To some, this scenario may seem far-fetched—but not to a Silicon Valley entrepreneur with ties to Google, or the senior care companies he has partnered with.

“Our belief is that personal consumer robots will be everywhere in the next 10 to 15 years,” Thuc Vu, co-founder and CEO of Santa Clara, California-based OhmniLabs, told Senior Housing News. “We want to help with that.”

Advertisement

Google acquired one of Vu’s earlier companies—Katango—a few years ago. The company developed apps meant to help users manage and navigate their social networks.

Vu’s new venture, Ohmni Labs, has created robots designed to foster companionship through shared experiences, he told SHN. The robots—which have screens with two-way video chatting capabilities—are a great fit in settings where seniors receive care, as family members or caregivers can log into the robots remotely and control them from afar to “check in” on their loved ones, Vu explained. Fittingly, Ohmni Labs is piloting the technology in senior living and home care settings through a partnership with Palo Alto, California-based Home Care Assistance of North America.

Above all, Ohmni Lab’s robots can help combat senior isolation, Vu explained. A robot can, for instance, park itself at a seniors’ kitchen table while he or she eats, enabling a distant family member to virtually “share” a meal with their loved one. The robot can similarly be situated in front of the TV, so distant family members can watch TV together, or the robot can accompany a senior on a walk outdoors.

Advertisement

These robots have plenty of advantages over other video-chatting technologies like iPads, Vu said. To start, seniors have to hold iPads up when they use them to video chat, a move that can be “very clunky for them.” Additionally, seniors may neglect to charge their iPads regularly, or they may misplace it in a different room.

“We’ve heard these things over and over again,” Vu said.

The seniors won’t forget to charge Ohmni Lab’s robots; they’re battery-powered, and can last for four hours of continuous use before needing to be re-charged. And with the robots, distant family members don’t need to wait for their loved ones to go online to video chat them—they can check in whenever.

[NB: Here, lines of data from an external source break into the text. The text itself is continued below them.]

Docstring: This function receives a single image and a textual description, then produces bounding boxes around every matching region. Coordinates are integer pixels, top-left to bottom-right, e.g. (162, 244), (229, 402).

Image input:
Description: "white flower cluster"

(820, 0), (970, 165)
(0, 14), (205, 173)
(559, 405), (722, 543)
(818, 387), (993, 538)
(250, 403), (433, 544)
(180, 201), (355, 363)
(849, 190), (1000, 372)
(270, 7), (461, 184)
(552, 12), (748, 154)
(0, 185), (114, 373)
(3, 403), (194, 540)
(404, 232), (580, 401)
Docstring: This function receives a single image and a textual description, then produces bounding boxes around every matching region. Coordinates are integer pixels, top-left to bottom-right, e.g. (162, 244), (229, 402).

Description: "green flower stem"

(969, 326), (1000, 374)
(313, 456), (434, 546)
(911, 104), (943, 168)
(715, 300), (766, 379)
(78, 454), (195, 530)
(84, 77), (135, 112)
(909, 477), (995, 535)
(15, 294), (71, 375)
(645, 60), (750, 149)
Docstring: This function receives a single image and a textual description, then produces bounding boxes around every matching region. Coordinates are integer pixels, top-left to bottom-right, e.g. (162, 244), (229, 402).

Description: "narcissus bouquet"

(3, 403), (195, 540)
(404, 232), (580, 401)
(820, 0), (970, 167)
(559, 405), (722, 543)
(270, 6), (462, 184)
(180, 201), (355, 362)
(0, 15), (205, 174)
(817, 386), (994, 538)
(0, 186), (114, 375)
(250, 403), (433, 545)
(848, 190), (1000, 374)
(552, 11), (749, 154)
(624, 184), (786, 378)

The robots are lightweight and can be considered “a nice piece of furniture that will fit nicely in the home,” Vu said. Ohmni Labs also designed the robots to be uniquely affordable, Vu said. The company hasn’t worked out the robots’ exact pricing yet but plans to use the “robot-as-a-service” model, which involves charging customers a monthly fee to use the robot.

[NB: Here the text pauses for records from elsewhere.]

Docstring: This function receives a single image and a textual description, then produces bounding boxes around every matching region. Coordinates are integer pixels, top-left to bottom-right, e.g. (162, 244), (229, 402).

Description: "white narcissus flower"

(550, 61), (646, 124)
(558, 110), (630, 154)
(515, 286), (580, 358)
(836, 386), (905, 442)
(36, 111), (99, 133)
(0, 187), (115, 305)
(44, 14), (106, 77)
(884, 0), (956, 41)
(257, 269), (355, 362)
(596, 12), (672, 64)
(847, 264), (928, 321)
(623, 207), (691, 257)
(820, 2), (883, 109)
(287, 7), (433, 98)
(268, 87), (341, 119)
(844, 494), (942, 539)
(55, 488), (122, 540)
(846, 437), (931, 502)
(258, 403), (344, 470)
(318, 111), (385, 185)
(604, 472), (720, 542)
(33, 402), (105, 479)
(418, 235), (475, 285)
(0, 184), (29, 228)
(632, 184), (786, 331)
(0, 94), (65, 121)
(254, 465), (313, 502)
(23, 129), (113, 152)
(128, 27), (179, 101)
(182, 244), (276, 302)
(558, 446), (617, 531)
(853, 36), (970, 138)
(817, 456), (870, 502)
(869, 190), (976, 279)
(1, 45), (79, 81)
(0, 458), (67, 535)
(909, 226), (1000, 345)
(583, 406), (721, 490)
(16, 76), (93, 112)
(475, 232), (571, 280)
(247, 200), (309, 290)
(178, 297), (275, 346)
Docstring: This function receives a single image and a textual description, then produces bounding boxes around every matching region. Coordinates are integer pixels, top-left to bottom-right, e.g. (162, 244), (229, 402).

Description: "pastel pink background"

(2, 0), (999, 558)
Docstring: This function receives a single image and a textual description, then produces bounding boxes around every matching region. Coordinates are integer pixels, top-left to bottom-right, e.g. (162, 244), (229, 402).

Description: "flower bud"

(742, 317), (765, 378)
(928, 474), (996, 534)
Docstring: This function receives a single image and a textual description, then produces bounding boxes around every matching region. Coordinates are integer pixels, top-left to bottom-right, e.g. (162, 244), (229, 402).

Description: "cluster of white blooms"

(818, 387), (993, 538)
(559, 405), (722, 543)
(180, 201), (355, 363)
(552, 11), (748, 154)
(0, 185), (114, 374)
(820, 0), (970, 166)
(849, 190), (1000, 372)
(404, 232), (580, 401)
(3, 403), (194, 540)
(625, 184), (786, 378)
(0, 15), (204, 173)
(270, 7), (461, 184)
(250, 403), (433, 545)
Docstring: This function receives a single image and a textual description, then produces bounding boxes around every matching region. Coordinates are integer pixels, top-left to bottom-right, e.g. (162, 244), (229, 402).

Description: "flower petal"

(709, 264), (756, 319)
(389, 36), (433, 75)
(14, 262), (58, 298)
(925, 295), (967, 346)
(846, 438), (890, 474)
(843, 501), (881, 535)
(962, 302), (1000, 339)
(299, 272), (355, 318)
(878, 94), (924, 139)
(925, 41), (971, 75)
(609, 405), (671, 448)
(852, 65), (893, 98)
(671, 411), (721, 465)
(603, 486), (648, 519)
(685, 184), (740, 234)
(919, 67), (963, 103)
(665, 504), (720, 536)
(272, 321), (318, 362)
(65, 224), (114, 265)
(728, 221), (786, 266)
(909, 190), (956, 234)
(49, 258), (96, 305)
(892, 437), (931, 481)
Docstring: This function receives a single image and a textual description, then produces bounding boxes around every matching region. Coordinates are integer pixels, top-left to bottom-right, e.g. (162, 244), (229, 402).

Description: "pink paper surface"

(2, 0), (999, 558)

Home Care Assistance of North America, which is in the works of piloting the robots, has 5,000 employees that serve more than 20,000 families from more than 100 locations across the United States, Canada and Australia.

The robots are also set to be piloted at The Heritage Pointe, an independent living community in Walnut Creek, California. Vu and his colleagues brought the robots to the community during a recent luncheon, and the residents—some of whom receive third-party home care services from Home Care Assistance of North America—welcomed the technology with enthusiasm.

“Our residents were really excited about it,” Jennifer Shively, Heritage Pointe’s resident relations director, told SHN.

This level of technology is new to many at Heritage Pointe, Shively said. The community has iPads, for instance, but it has never introduced anything as technologically innovative as robots—despite the community’s Silicon Valley location.

“Technology’s all around,” she said. “A lot of our residents’ children are involved in technology, too.”

The robots will be placed in Heritage Pointe’s common areas, where residents will be free to interact with them on their own time. The robots may also join residents in the dining room, enabling residents to invite distant family members to virtually join them for meals.

In the future, Ohmni Labs plans to add more medical devices onto the robot, so seniors’ blood pressure, oxygen levels and more can be checked from the comfort of their homes, Vu said.